Jaziri escapes ATP sanctions for Tashkent withdrawal
The ATP has cleared Arab No1 tennis player Malek Jaziri of any “wrongdoing” following his withdrawal from a match in Tashkent against Israel’s Amir Weintraub last week, a statement has confirmed.
Last Friday, Tunisian Jaziri was scheduled to face Weintraub in the quarter-final of the Challenge Tour event, but pulled out prior to the contest upon receiving an email from the Tunisian Tennis Federation ordering him not to play.
Jaziri, who was also carrying a knee injury at the time and cited the problem as the reason for his withdrawal, was concerned he would face career-damaging repercussions for pulling out, according to his brother Amir Jaziri.
However, following an investigation, the ATP has relieved Jaziri of any culpability, although the International Tennis Federation (ITF) is still looking into the matter.
"We have found no wrongdoing on the part of the player and all of the information we have gathered has been passed on to the ITF," the statement said.
ITF spokeswoman Barbara Travers said its investigation of the alleged forced pullout was ongoing.
"The ITF takes any matter regarding discrimination very seriously and this incident will be discussed by the ITF Board of Directors at its regularly scheduled meeting on 31 October — 1 November in Cagliari, Italy," Travers wrote in an email published by USA Today.
"We have asked the Federation Tunisienne de Tennis to make any relevant submissions to the ITF ahead of that meeting."
If the Tunisian federation is found guilty of any wrongdoing, it could face possible punishment from the ITF, including a suspension from the Davis Cup and even future Olympics.

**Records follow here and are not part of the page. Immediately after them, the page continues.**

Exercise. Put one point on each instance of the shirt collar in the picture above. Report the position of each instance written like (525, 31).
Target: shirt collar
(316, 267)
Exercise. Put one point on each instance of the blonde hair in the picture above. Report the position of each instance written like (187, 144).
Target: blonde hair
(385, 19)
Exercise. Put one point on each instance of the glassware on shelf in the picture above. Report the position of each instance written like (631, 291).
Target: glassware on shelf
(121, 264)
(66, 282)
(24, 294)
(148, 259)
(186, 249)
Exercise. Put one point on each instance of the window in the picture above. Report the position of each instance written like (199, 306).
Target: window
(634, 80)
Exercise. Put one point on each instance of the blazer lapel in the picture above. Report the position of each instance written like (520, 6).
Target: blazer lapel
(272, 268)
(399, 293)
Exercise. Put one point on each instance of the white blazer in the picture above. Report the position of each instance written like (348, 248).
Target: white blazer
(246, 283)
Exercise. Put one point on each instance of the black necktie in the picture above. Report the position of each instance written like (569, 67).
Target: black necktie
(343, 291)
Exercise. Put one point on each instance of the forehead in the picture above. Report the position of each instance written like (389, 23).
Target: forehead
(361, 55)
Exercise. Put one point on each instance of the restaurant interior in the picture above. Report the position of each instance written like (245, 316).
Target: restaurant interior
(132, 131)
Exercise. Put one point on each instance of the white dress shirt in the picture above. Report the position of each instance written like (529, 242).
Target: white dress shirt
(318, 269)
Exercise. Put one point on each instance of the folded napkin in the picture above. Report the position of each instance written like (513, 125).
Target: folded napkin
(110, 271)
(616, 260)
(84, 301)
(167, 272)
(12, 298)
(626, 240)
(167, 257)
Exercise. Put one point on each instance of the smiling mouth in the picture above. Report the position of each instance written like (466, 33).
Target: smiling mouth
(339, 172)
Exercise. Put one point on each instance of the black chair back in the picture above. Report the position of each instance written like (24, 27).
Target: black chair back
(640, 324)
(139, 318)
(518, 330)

Jaziri's withdrawal was first brought to public attention by his brother, Amir, after he spoke on Tunisian radio about the situation the world No165 had become engulfed in.
Amir revealed that an email had been sent by the Tunisian Tennis Federation ordering Malek to withdraw from the tournament.
"Following a meeting this afternoon with the Ministry of Youth and Sports, I have the immense regret to inform you that you are ordered not to play against the Israeli player," the federation's email reportedly said.
Jaziri also had to contend with threatening messages on various social media outlets, warning him not to play the match.
Sport360's tennis expert Reem Abulleil explained: "Besides the pressure from the federation, Jaziri was also under a lot of pressure from scores of Tunisians, who trolled his Facebook page the second they found out he might play an Israeli.
"Considering he and his family live in Tunisia – a country that until this day remains unstable and unsafe after the revolution – it is not easy to ignore such angry hate comments bearing in mind that his own safety along with his family’s could be jeopardised."